Rabbi Pinchas in the name of Rabbi Hoshaia said, "While the king sits at his table" (Song of Songs, 1:12), before the King, the King of Kings, the Holy One, blessed be He, sits at his table in heaven, He went first, as it is said (Ex. 19:16): "And it came to pass on the third day in the morning." This is like a king who decreed, "On a certain day I will enter the country," and the people of the country slept all night, and when the king came and found them sleeping, he made loud noises of trumpets and rams horns, and the minister of that state woke them up and brought them toward the king, and the king walked before them until they reached his palace, so, too, the Holy One, blessed be He, went first, "for on the third day the Lord will come down in the sight of all the people" (Ex. 19:11). The Israelites slept that whole night since the sleep on the night of the holiday is pleasant, and the night is short. As R. Yodan said, not even a tick bit them on that night, the Holy One, blessed be He, came and found them sleeping. He began to make loud noises, as it is written, (Ex. 19:16) "And it came to pass on the third day in the morning, that there were thunders and lightnings," and Moses awakened the Israelites and brought them toward the king, the King of Kings, the Holy One, and it is written there (Ex. 19:17): "And Moses brought forth the people out of the camp to meet with God." And the Holy One, blessed be He, walked before them until He reached Mount Sinai, as it is written, (Ex. 19) "And mount Sinai was altogether on a smoke." Rabbi Yitshak said, this is the complaint of Isaiah, as it is written (Is. 50): "Wherefore, when I came, was there no man? When I called, was there none to answer? Is my hand shortened at all, that it cannot redeem?"

(Shir Hashirim Raba, 1:2)

 

The Magid of Duvna was visiting the Gaon on the Holiday of Shavuot, and the Gaon recited a Tikkun for the night of Shavuot, and the Magid did not recite one. He just studied a single book. And the Gaon asked him why he hadn't recited the Tikkun, too. And he answered with a parable: There was a young yeshiva student, and a few years after his marriage his father-in-law asked him why he had not opened a business. He asked him: What commercial business should I engage in? And he told him to go to the market and look at what the other people were doing, and he should do the same. He went to the market and saw that people had hung various things in front of the shops, and this was their business. He also went and rented a shop, and outside of it he hung some objects, and inside the shop there was nothing at all. Customers came to the shop, and he had nothing to sell them, and his father-in-law came and asked him how his business was going. He told him he had done what the other stores did, but he had no income, and his father-in-law shouted at him and said: "You fool! What the other shopkeepers hang in front of their stores is just a sign to show that they have to sell inside the store, and it isn't enough for them." In the same way, every tikkun is just the beginning of a section and the end of it, and it is just a sign of the entire Torah. Since Your Honor the Gaon possesses the entire Torah, the signs are enough for you. But I am unable to make do with just the signs.
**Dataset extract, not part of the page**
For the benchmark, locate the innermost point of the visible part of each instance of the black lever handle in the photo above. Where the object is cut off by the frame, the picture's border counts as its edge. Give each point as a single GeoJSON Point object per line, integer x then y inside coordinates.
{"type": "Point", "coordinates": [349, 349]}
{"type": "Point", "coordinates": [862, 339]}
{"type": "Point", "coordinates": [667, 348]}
(Siah Sarfei Kodesh - Leshon Hasidim meHasidut Peshiskha, Kotsk, Gur, and Alexander, collected by Yoets Kayam Kadish).

 

The Secret of the Bread and the Revelation

Daniel Epstein

Dedicated to the memory of my mother,

Edith Barnard, Yakha Gittel bat Avraham Yitzhak z"l,

on her 20th yahrzeit, 25 Iyar, 5771.

If you ask someone, "What the first association that arises in your mind in response to the word 'Shavuot,'?" most likely he will say: "A rich dairy meal on the eve of the holiday." According to a certain custom, people also wander from lesson to lesson and try to find what they are looking for by deciphering the names of the teachers and their subjects on the posters that are put up everywhere; they attend prayer at the Western Wall at sunrise and maybe are left with a feeling of a missed opportunity, if they didn't achieve revelation. So the question arises: Where are we on Shavuot? Where is the body, and where is the soul, and why do people look forward to a meal, study, and prayer? For there cannot be revelation without the expectation that precedes it and makes it possible, just like the days of Counting the Omer and the days of restriction before the giving of the Torah.
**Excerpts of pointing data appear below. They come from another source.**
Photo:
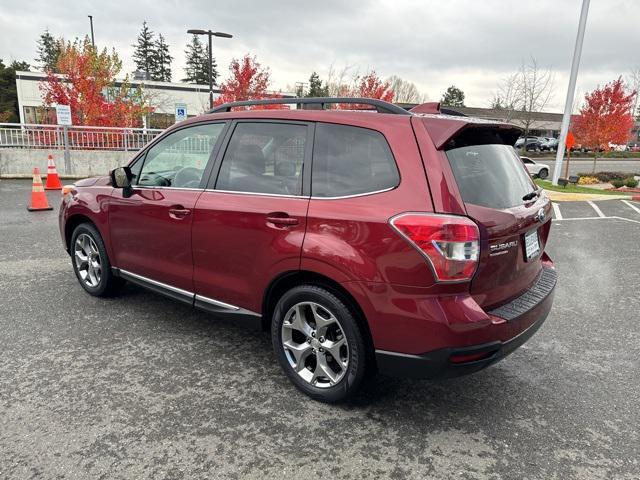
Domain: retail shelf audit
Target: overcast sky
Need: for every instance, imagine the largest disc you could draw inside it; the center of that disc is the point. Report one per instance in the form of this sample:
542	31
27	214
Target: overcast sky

In the Parasha of the holidays (Lev. 23) the Torah speaks about an entirely different event:

And you shall count unto you... even unto the morrow after the seventh sabbath shall you number fifty days; and you shall offer a new meat offering unto the Lord. You shall bring out of your habitations two wave loaves of two tenth deals: they shall be of fine flour; they shall be baked with leaven; they are the firstfruits unto the LORD. (Lev. 23: 14-17)
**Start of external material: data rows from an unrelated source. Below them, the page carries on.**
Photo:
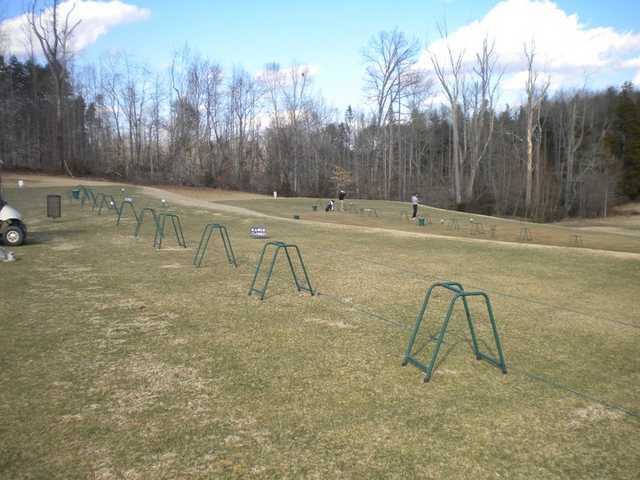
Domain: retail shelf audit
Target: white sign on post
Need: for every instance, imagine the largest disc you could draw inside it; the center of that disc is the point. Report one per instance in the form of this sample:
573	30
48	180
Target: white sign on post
258	231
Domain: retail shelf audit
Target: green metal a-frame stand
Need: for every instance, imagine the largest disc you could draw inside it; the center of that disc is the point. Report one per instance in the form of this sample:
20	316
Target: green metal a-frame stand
140	220
86	194
107	200
121	210
458	292
277	247
204	244
177	228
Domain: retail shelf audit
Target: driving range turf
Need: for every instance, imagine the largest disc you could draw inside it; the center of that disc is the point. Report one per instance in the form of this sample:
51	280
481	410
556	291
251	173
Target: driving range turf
121	361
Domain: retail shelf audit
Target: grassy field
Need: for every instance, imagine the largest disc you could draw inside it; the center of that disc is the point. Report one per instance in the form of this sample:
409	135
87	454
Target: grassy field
121	361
Surprisingly, the Torah does not go on to list the laws governing the following holiday, according to the annual calendar. Rather it presents a law connected with the work of harvesting:

And when you reap the harvest of your land, thou shalt not make clean riddance of the corners of your field when you reap, neither shall you gather any gleaning of your harvest: you shall leave them unto the poor, and to the stranger: I am the LORD your God. (Lev. 23:22)

Here, in these verses, we find the both the simple and esoteric meaning of the holiday of Shavuot. Yes, I mean that "the simple and esoteric meaning" are not separable. They are intertwined like "two companions who cannot be parted."

The simple meaning of the holiday is the new bread that is brought to the Temple with the first fruits, as we heard in the beginning of Leviticus (2:11): "No meat offering, which you shall bring unto the LORD, shall be made with leaven: for you shall burn no leaven, nor any honey, in any offering of the LORD made by fire." The simple meaning refers to a deviation from the sacrificial service, the bringing of leavened bread to the Temple in contrast to the prohibition explicitly stated in a verse, and therein lies the secret of the bread and of the holiday.

The secret of the bread?

Is not bread, the basis of our sustenance, the simple meaning of life itself, since the expulsion from the Garden of Eden? Is bread not the simple meaning of our material life, which constantly reminds us of itself, with the hunger that strikes us at regular times, telling us with a shout that arises from our empty stomach: You, who are splendor of Creation, who glory in your mighty achievements, depend on your daily portion of bread! This is the eternal truth of materialism, the truth emphasized in the verse: "For man does not live by bread alone." Not by bread alone, but also not without it.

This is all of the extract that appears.